Steve thinks of Tony, and his heart shatters just a little bit more.
A failure, Rogers, he reminds himself. That’s all you are. You couldn’t even save Tony.
You deserved to lose everyone you cared about.
“I’m sorry, Nat. Clint.” Steve looks back, one last time, at the faces of his teammates, teammates who had gone through nearly everything he’d experienced in the modern world with him. He owed them a goodbye, at the very least.
“Steve.” Natasha’s voice cracks, and she edges closer. “Tony wouldn’t want you to do this.”
Steve smiles, and chuckles sadly. “No, he wouldn’t. But he’s not here anymore.”
He takes a deep breath, pretends that he can’t see the images of Tony’s blood-streaked face and cold, pale skin flashing across his mind.
“And that’s my fault.”
Steve lets himself tip over the edge.
He’s about 500 metres from hitting the ground when he hears the familiar sound of repulsor blasts and jet boots.
He thinks his heart stops beating completely.
When he’s around 300 metres away from finally getting the end he deserves, he feels cool metal arms circle his waist tightly. Mechanical fingers grip his wrists, and Steve stops falling.
Steve looks up then, shakily, into the emotionless, black and white faceplate of Iron Man, and thinks vehemently, impossible.
He asks quietly, afraid that maybe if he speaks too loud, all of this will disappear into the foggy sunset. “Tony?”
And then he hears it.
“Hey, Steve. It’s Tony. I kind of knew this day would come. Not all of us can live forever, am I right?” A burst of static, and then a bout of awkward chuckling. “This is a recording. I just thought I should leave a little memento behind just in case... Something happens to me in combat.” Steve can hear the sad smile in Tony’s voice. “If you’re listening to this, it probably means that that something happened. Or, that JARVIS is malfunctioning.” Tony laughs. Steve’s heart throbs along with it. “But I doubt that happened. I love you, Steve. I don’t say this nearly enough, and I know I should have more, while I was still alive. You mean a lot to me, so much more than nearly everyone else on this planet. That’s why I can’t lose you. I programmed this particular suit to… ahem, catch you, should you ever need aerial assistance.” The hidden meaning behind his words is not lost on Steve, and Steve’s torn between feeling unbelievable guilt and incredible love for this man.
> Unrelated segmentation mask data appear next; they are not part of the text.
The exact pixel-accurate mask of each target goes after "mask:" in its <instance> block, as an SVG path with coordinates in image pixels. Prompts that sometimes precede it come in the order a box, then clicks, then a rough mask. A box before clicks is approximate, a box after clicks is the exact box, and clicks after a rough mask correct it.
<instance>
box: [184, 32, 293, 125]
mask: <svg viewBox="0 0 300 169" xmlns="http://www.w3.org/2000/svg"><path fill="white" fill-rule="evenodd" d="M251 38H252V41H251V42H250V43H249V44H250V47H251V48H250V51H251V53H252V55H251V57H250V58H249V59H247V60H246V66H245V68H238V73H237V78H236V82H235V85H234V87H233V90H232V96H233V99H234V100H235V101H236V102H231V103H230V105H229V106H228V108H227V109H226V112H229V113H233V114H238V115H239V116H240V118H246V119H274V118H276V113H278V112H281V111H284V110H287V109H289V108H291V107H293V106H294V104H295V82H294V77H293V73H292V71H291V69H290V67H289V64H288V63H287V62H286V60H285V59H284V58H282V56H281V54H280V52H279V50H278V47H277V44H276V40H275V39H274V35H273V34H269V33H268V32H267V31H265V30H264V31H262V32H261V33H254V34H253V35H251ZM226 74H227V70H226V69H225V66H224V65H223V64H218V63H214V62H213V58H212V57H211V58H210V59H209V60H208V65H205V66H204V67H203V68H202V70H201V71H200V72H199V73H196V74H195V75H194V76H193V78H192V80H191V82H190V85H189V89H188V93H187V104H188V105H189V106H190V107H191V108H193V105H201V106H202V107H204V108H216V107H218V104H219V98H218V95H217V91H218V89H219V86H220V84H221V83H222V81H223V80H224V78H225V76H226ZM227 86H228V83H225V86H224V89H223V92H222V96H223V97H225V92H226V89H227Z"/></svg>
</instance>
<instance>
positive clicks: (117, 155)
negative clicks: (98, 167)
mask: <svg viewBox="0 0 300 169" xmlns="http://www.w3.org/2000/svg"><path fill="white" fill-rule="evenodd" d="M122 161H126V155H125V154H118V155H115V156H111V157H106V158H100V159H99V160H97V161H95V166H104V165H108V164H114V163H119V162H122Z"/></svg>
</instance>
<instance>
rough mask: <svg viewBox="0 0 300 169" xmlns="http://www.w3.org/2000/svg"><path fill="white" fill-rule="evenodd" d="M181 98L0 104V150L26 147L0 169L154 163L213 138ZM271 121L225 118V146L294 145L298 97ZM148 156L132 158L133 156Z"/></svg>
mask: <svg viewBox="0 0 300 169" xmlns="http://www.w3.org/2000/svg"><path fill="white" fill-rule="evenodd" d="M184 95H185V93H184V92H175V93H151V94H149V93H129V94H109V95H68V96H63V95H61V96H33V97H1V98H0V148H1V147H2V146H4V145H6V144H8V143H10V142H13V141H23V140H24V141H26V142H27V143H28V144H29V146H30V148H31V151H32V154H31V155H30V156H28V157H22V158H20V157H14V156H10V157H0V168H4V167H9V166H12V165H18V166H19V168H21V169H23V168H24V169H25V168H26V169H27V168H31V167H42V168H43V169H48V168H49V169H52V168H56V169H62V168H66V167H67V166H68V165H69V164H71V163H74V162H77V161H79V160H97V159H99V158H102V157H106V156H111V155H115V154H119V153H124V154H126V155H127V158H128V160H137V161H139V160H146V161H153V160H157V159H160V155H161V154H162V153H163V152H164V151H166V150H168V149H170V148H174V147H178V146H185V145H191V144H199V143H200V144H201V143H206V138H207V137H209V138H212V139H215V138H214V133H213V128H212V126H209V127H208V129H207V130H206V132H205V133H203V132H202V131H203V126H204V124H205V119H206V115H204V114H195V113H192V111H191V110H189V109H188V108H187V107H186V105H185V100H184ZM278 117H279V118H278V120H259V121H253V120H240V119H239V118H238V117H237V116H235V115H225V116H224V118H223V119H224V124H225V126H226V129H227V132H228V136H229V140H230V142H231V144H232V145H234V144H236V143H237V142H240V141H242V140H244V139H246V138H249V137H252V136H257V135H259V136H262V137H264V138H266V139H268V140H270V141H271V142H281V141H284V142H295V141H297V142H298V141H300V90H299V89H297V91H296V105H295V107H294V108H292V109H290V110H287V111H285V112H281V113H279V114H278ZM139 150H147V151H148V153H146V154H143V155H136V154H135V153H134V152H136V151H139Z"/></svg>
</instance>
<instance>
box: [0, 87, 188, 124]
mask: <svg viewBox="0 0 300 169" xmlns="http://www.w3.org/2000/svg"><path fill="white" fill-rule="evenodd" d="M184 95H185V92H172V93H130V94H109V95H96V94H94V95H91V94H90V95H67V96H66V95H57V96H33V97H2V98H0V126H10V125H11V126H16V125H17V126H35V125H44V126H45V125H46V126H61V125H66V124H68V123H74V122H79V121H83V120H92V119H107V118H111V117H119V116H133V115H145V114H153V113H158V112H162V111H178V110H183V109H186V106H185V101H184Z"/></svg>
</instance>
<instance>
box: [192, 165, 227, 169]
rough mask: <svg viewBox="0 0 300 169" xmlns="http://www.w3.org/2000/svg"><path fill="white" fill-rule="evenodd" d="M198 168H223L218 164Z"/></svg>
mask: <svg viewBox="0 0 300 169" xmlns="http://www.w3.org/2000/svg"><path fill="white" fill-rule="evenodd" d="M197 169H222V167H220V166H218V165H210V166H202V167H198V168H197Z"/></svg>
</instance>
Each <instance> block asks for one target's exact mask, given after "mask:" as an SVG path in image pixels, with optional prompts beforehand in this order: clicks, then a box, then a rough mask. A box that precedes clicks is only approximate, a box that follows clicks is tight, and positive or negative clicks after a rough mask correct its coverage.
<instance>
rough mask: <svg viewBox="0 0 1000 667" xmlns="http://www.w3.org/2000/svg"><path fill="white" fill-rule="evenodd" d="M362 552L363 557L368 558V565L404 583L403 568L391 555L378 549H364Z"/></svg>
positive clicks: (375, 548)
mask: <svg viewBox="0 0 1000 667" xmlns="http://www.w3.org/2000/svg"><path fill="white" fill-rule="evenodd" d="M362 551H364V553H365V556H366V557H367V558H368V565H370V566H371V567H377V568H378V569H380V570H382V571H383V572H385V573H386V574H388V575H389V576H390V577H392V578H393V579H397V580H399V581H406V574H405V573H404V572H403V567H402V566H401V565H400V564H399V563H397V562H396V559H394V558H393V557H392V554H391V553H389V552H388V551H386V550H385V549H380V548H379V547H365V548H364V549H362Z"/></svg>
Tony knows him so well it makes his chest hurt. “Please, please take care of yourself, Steve. If not for yourself, then for me.” Tony’s tone is firm, and Steve knows then that he’ll never be able to try this again. If not for himself, then for Tony. He could do this. For Tony. “You should move on. Go find someone new, someone who’s not quite as fucked up as I am. Someone normal. Lead a happy life, buy a house. All that. It’s okay. It’s all going to be okay, trust me, okay? Now go on and save the world, like the patriotic, virtuous superhero I know you are. Kick all the bad guys’ asses for me. I love you.”
When the suit finally puts him down on solid ground, Steve crumples to the floor and cries his heart out.
Several sleepless nights later, just before Steve decides to turn in for the day, he sees a blur of glinting black and white zip across the sky. His heart leaps when he realises it’s the Iron Man suit, and Steve quickly pulls back the curtains to get a closer look.
‘Merry Christmas, Steve. Love, Tony.’ is spelt out across the night sky, against the background of twinkling stars in fading grey smoke.
Steve closes his eyes and smiles as he feels his eyes sting with tears.